Benefits of the theory:
 The theory preserves basic values that are embedded in
our moral beliefs – e.g. freedom, equality of opportunity,
concern for the disadvantaged.
 The theory fits in easily to the basic economic institutions of
Western societies – does not reject market system, work
incentives, nor the inequalities consequent on a division of
labour.
 Incorporates the communitarian and individualistic strains
that are intertwined in Western culture.
 Takes in to account the criteria of need, ability, effort, and
contribution.
 Proponents claim that the theory does take into account the
essence of morality – impartial principles that take into
account the special interests of everyone.
Retributive Justice
The question of under what conditions it is just to punish a person for
doing wrong. We might identify 3:
1. If people do not know or freely choose what they are doing, then
they cannot be held responsible – ignorance and ability
2. Certitude that the person being punished is actually guilty. For this
reason we have systems of due process.
3. Punishments must be consistent and proportioned to the wrong.

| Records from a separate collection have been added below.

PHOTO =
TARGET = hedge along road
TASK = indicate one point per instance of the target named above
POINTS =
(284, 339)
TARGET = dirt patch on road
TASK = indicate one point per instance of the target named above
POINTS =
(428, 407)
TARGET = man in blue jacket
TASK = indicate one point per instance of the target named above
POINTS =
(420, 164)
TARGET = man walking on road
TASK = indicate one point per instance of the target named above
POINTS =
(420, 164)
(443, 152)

Everyone must be given the same punishment for the same
infraction. Punishment should be proportional to the wrong.
Punishment should not be greater than its effect in deterring
crime.
Compensatory Justice
Restoring to a person what the person has lost by being wronged by
someone else. There are no hard and fast rules for determining this. At a
minimum the wrongdoer should restore what was taken or destroyed.
However, some losses are impossible to measure, such as a loss to a
reputation. Others are impossible to restore, such as a life.
Traditional moralists have argued that a person has a moral obligation to
compensate an injured party only if three conditions are met:
1. The action that inflicted the injury was wrong or negligent.
2. The person’s action was the real cause of the injury.
3. The person inflicted the injury voluntarily.
The most controversial forms of compensation undoubtedly are the
preferential treatment programs that attempt to remedy past injustices
against groups, such as the affirmative action programs in U.S.
universities that have had quotas for people of different racial groups.